PERISTIWA tengah malam itu menjadi duka yang tetap
melekat di jiwa. Khususnya bagi ekstra kurikuler pramuka. Rabu malam Kamis,
menjadi tahun baru berdarah bagi SMPN Joko Tarub. Bagaimana tidak, tiga belas
dari tujuh belas anggota pramuka tewas mengenaskan terlindas truck fuso
bermuatan asbes. Potongan tubuh menyebar di seluruh jalan; tangan terpisah dari
tungkainya, kaki putus dari pergelangannya, usus memburai, kepala pecah, otak
berceceran, dan bau anyir darah menusuk hidung. Ratapan serta tangisan menjadi
saksi malam pergantian tahun malam itu.
Sebelum kejadian, rombongan pramuka berangkat dari halaman sekolah. Rencananya
mau menghabiskan malam pergantian tahun di pantai Siring. Semua angota sudah
selesai mengemasi barang-barang mereka. Malam yang dingin itu merupakan acara
terakhir kemah di SMPN Joko Tarub. Setelah rombongan berjalan hampir lima ratus
meter dari sekolah, terjadilah peristiwa nahas itu. Truck fuso datang dari arah
barat dan melibas semua anak pramuka.
Beberapa saat setelah kejadian mengenaskan, para
orang tua mulai berdatangan, mereka menjerit histeris melihat mayat-mayat yang
terkapar di tengah jalan. Mereka bingung lantaran banyak sekali
potongan-potongan tubuh yang tercecer di banyak tempat. Jenazah tidak bisa diamati bahkan tak bisa dikenali.

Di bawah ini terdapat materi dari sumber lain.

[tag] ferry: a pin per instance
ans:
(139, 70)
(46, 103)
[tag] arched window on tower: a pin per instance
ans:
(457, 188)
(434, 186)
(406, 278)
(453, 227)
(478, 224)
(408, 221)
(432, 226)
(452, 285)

Jam dua dinihari mobil ambulance mulai datang. Perawat-perawat rumah sakit
mulai turun dan mengurusi mayat-mayat yang bergelimpangan. Potongan tubuh yang
masih terlihat utuh disatukan dalam satu kantong jenazah, sementara potongan
lainnya disatukan dalam kantong jenazah lain.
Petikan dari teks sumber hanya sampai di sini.